How researchers respond to global health emergencies
Aside from the important links made between Zika and microcephaly, this research also ties into a discussion of how the scientific community can change its modus operandi when faced with a global health emergency. Many prominent critics have blamed the current state of science publishing for stagnating research and prohibiting open sharing of results.
The Zika outbreak, in addition to mobilizing researchers to study the virus and its link to developmental disorders, has motivated many to appraise how scientific publishing procedures can and ought to change in order to expedite an effective medical response.
In a commentary in the New England Journal of Medicine, David Heymann and others say this about the recent Ebola epidemic: “in general, collaboration was suboptimal; in too many cases, West Africa became a playground for researchers allegedly appropriating and transporting specimens and data to their home laboratories, sometimes without the knowledge or permission of the countries in which they were collected.”

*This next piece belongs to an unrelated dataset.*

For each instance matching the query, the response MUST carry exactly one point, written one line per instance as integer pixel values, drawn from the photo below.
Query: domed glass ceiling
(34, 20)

Such “parachute research,” where foreign research teams descend on an area, collect data, and leave, is often motivated by the competition to publish their findings in a prestigious journal, with little regard for actual public health benefits that would be expedited by open sharing of data and specimens.
The work of Kriegstein’s team follows in the wake of this call for rapid, open dissemination of Zika research. The paper is short – just a few findings – with the goal of publishing their results quickly rather than waiting to develop a more thorough story -- efficiency over vanity.
It remains to be seen how seriously these calls for open publishing will be heard in the long run. Many would argue that if the Zika outbreak is reason enough to change publishing principles, why shouldn’t other areas of research, such as cancer research, be treated the same?